Patients with high grade arteriosclerotic lesions usually present vascular risk factors. Atherosclerotic vessel wall changes are found in several arteries. The atherosclerotic plaques are irregular and with inhomogeneous echogenicity because the lesions are often calcified.

Particularly in the Takayasu disease, arteritis may be confounding, but some aspects have to be considered. Takayasu disease occurs mainly in young women and is characterized by progressive stenoses and occlusions of the arteries arising from the aortic arch. US findings are very typical. A severe, diffuse wall thickening is observed especially in the internal and common carotid arteries. The wall deposit is typically homogeneous, midechoic, circumferential and has been described as the “macaroni sign” by Maeda et al. [9].

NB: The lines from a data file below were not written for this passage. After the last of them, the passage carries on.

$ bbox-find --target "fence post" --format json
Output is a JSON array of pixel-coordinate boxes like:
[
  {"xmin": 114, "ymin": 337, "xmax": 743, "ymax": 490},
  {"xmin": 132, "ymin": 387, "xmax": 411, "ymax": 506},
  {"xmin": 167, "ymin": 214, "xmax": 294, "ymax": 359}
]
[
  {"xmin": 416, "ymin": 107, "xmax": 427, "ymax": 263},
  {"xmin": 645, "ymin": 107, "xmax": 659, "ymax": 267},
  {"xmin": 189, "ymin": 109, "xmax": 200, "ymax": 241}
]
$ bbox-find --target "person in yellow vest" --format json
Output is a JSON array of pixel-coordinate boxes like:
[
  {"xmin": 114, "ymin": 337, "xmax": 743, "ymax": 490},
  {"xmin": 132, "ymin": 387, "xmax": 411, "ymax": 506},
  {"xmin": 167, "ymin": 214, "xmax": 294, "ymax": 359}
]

Large-vessel giant cell arteritis may appear in several vessels other than the temporal arteries, so we recommend considering the possibility of carotid artery involvement. US sign of giant cell arteritis is a dark halo around the artery lumen which may be due to edema of the artery wall. In clinical practice it is important to keep also this in mind, as the hypoechoic circumferential halo typical of large-vessel giant cell arteritis like the midechoic homogeneous wall thickening of the Takayasu arteritis, may disappear with corticosteroid therapy [9,10].

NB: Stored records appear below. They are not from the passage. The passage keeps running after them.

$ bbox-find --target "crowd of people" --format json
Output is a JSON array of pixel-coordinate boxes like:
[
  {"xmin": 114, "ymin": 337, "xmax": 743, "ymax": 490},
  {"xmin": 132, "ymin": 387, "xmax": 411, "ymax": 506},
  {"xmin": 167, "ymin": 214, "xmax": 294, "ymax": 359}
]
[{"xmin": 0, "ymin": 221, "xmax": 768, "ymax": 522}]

In our opinion, color duplex US allows diagnosis of underdevelopment of the ICA although it is sometimes difficult to distinguish between underdevelopment of the ICA and other diseases causing diffuse luminal narrowing of the vessel. However, some US signs may help to avoid diagnostic errors. In unclear cases and in cases in which US outcome is considered unreliable, angio MRI or CT of the skull base may show absence of the carotid canal as a sign of congenital ICA abnormalities. Angio MRI or CT should therefore be performed to confirm the diagnosis. Recognition of HICA may be important in the assessment of cerebrovascular diseases and in the planning of carotid and transsphenoidal hypophyseal surgery, and it should prompt further evaluation to rule out the presence of a potentially life-threatening intracranial aneurysm, even in asymptomatic patients.

Conflict of interest statement

The authors have no conflict of interest.